Mayumi is a mandala artist originally from Sapporo, Japan, and she was sitting alone inside the castle making the most beautiful and intricate piece of stone art. Of course, I disrupted the peaceful scene entirely by involuntarily screaming “I found you!”, but such was the sense of achievement.
Immediately, all the previous crankiness dissipated – I was suddenly the only witness to this incredible art-making process in a hidden ruin. Mayumi showed me the mandala she’d been working on, along with amazing willow art and brushwork from two of the other artists who had previously visited the site. She explained that they arrive with no plans, and naturally add to each other’s work using materials sourced from the surrounding landscape.
Although we were in the middle of nowhere, I felt like I was at a high-end intimate meet-and-greet with a world-renowned artist – and that’s because I was. Worth the search? You bet.
Art emerging inside Dunhill Castle
Back For More
I jumped back into the car newly invigorated, wondering who I might come across next. Although there were no further clues on social media, I hightailed it to Kilmurrin Cove – driven simply by the logic that if I was an environmental artist, that’s where I might feel inspired (as you can see, I was slowly converting to the Talamh way of thinking).
The thrill was real when I arrived there to find rake drawings in the sand, piles of rocks, and Devin Devine – the famous American stone artist standing there, right in front of me in the flesh. Again, not another soul was around – probably because the rain at this point had gotten vicious and nobody else was mad enough to make the journey.
“You’re famous!” I shouted across the wind to Devin, ever the professional.
Devin was happy to chat, and explained that the stone structures I was crouching in the sand to photograph weren’t in fact artwork – it was his preparation stage, so he’d traversed the beach and gathered the materials he was going to work with the next day. When asked if he’d come to Ireland with a plan for his art pieces, Devin was cool as a breeze.
“I didn’t have a plan this morning, but now I think I do.”
The seeds of Devin’s big idea
A Change of Perspective
Back into the car with me to ride another wave of inspiration — off to Trá na mBó, the secret cove beside Bunmahon Beach. I ran through the rainstorms and down the winding steps at a speed definitely not approved by my health and safety training, convinced I’d really cracked the Da Vinci code and was about to happen upon a masterpiece. Alas, the beach was abandoned apart from some collapsed stone structures that told me I’d been right, but not right on time.

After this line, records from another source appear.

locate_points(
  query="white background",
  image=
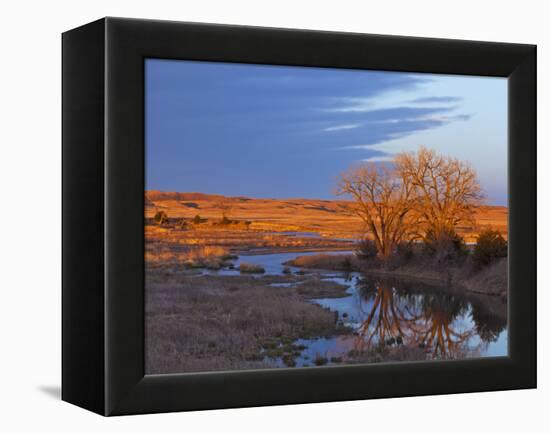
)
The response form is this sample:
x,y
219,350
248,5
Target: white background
x,y
30,216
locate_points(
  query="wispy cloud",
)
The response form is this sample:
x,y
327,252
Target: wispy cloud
x,y
342,127
379,159
435,99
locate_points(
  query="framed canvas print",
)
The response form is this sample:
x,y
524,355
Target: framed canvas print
x,y
264,216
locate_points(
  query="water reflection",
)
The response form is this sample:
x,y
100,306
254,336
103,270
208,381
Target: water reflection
x,y
438,324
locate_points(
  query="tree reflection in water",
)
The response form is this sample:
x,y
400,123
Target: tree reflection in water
x,y
399,313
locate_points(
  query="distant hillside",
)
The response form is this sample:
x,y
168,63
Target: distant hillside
x,y
329,217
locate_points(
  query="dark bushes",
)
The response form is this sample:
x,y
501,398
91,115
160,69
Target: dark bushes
x,y
446,247
366,249
489,247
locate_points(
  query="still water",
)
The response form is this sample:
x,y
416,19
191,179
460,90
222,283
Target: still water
x,y
441,323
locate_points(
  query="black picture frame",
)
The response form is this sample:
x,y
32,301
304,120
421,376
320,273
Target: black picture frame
x,y
103,219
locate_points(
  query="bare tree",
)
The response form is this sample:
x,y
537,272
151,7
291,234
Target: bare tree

The me at the start of the day might have been exasperated – but after the experiences I’d had of the festival so far, I was learning to see things in a different way. Instead, I took a few minutes to myself on the beach, reflecting on what it must be like to put such detail into a piece of environmental art, knowing that the elements will soon wash it away.
A thought came to me that perhaps we’re too focused on trying to hold onto things – could we all learn a big lesson from this festival and its artists about being in the present? Is our obsession with permanence robbing us of the pleasure of what’s in front of us right now?
Before I could feel too chuffed with my wisdom, another thought struck me – was this beach completely abandoned because the tide was about to come in? I ran back up those rickety steps even faster than my descent.
I finished my Talamh experience soaked to the bone, thrilled to the core, and recommending it to anyone who would listen. Do yourself a favour and get to this festival before it finishes – watch their Facebook page for leaks, but also give yourself permission to wander and come across things.
You won’t regret it – this converted programme-printer certainly didn’t.